Optimized culture medium for the production of flavonoids from Orostachys cartilaginea VN Boriss. callus cultures

The optimal culture medium for the production of flavonoid compounds from Orostachys cartilaginea V.N. Boriss. calluses was studied. In callus cultures of O. cartilaginea, the flavonoid monomer content, in decreasing order was kaempferol-3-O-rutinoside (Kp-3-rut), quercetin 3-O-glucoside (Qc-3-glc), epicatechin gallate (Ecg), kaempferide (Ke), and quercetin (Qc). The results of the uniform design experiment indicated that the production of Qc, Ke, Qc-3-glc, Kp-3-rut, and total flavonoids were satisfactory in callus grown on full salt strength (1x) of Murashige and Skoog (MS) medium supplemented with 3.5 mg L-1 6-benzylaminopurine (BA) and 0.1 mg L-1 1-naphthalene acetic acid (NAA). By contrast, only Ecg was found in callus grown on 0.75x MS medium supplemented with 1.5 mg L-1 BA and 0.3 mg L-1 NAA. A phosphate concentration of 1.25 mM in the MS medium favored the production of Qc and Ke, whereas 0.75 mM phosphate was optimal for the production of Ecg, Qc-3-glc, Kp-3-rup, and total flavonoids.
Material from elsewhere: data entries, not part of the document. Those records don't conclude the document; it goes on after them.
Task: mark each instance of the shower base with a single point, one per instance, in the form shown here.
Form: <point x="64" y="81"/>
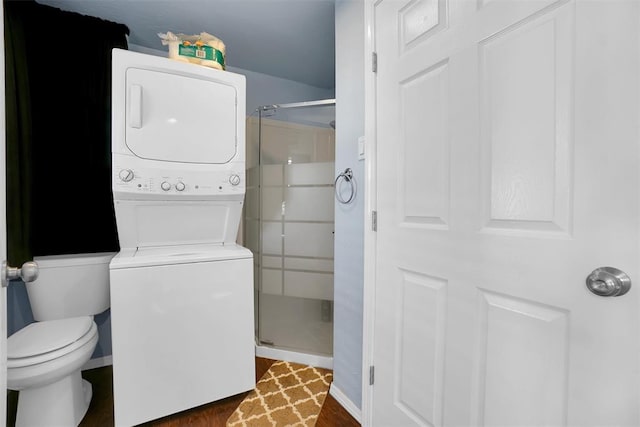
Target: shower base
<point x="294" y="356"/>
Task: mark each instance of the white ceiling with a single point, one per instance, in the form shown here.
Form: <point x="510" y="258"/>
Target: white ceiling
<point x="291" y="39"/>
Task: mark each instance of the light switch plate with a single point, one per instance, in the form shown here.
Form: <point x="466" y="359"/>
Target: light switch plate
<point x="361" y="148"/>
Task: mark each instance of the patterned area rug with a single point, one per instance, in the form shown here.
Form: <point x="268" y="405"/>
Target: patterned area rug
<point x="288" y="394"/>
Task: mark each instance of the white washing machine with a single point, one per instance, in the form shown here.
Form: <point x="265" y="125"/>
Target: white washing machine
<point x="181" y="288"/>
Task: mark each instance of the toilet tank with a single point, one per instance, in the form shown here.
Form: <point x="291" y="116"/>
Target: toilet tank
<point x="70" y="286"/>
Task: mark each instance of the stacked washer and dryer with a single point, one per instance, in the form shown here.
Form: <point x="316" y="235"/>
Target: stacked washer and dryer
<point x="181" y="288"/>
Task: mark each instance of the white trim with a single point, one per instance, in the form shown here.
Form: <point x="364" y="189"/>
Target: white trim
<point x="98" y="362"/>
<point x="293" y="356"/>
<point x="370" y="203"/>
<point x="3" y="229"/>
<point x="345" y="402"/>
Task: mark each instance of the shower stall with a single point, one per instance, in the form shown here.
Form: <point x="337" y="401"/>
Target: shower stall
<point x="289" y="227"/>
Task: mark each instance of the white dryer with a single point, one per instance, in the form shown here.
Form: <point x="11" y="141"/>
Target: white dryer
<point x="181" y="289"/>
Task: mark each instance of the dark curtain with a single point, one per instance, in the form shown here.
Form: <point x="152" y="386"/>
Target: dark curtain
<point x="58" y="111"/>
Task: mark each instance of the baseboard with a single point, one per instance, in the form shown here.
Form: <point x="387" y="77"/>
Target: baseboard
<point x="345" y="402"/>
<point x="98" y="362"/>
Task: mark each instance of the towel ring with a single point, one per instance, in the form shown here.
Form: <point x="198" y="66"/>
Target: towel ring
<point x="346" y="176"/>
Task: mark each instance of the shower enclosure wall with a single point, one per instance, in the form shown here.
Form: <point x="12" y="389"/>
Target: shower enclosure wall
<point x="289" y="224"/>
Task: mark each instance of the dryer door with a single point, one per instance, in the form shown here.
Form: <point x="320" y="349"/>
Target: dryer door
<point x="176" y="118"/>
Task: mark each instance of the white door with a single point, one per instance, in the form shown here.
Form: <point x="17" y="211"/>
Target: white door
<point x="507" y="139"/>
<point x="3" y="232"/>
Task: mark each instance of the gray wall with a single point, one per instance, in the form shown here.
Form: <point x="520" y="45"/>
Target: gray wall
<point x="262" y="89"/>
<point x="349" y="219"/>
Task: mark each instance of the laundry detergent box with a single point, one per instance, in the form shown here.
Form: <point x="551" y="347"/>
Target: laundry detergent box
<point x="202" y="49"/>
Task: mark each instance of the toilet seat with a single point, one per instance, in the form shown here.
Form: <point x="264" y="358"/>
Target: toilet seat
<point x="41" y="342"/>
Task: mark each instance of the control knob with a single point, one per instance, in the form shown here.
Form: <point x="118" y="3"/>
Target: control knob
<point x="126" y="175"/>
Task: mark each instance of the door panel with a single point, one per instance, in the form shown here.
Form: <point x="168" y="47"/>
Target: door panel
<point x="508" y="139"/>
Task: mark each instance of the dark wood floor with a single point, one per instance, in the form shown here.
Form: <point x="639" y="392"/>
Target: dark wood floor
<point x="215" y="414"/>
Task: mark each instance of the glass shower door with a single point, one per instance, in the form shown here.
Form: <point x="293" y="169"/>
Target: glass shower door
<point x="289" y="222"/>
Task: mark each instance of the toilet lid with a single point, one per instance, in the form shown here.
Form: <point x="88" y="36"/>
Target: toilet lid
<point x="44" y="337"/>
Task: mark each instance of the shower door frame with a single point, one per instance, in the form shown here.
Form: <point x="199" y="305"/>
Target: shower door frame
<point x="292" y="355"/>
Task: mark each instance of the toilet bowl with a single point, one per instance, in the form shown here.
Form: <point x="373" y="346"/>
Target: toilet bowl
<point x="44" y="358"/>
<point x="43" y="363"/>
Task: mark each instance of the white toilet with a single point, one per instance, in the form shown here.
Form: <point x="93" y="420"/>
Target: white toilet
<point x="44" y="359"/>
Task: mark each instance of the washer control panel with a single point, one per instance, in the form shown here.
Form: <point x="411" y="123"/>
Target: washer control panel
<point x="157" y="181"/>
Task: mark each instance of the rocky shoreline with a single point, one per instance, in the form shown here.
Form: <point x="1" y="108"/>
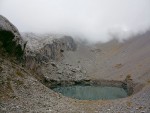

The NH4+/NO(3)(-)ratios of 30/30 mM in the MS medium promoted Ke, Ecg, Qc-3-glc, Kp-3-rup, and total flavonoid production. However, a NH4+/NO(3)(-)ratio of 20/40 mM enhanced Qc production. The effect of sucrose concentrations on the accumulation of different flavonoid monomers was comparatively more regular. The flavonoid content increased as the sucrose concentration increased from 20 to 40 g L-1, peaked at 40 g L-1, and decreased at concentrations greater than 40 g L-1. Therefore, 40 g L-1 sucrose was optimal for the production of the five flavonoid monomers and total flavonoids. The present findings demonstrate the possibility of producing flavonoid compounds from O. cartilaginea callus.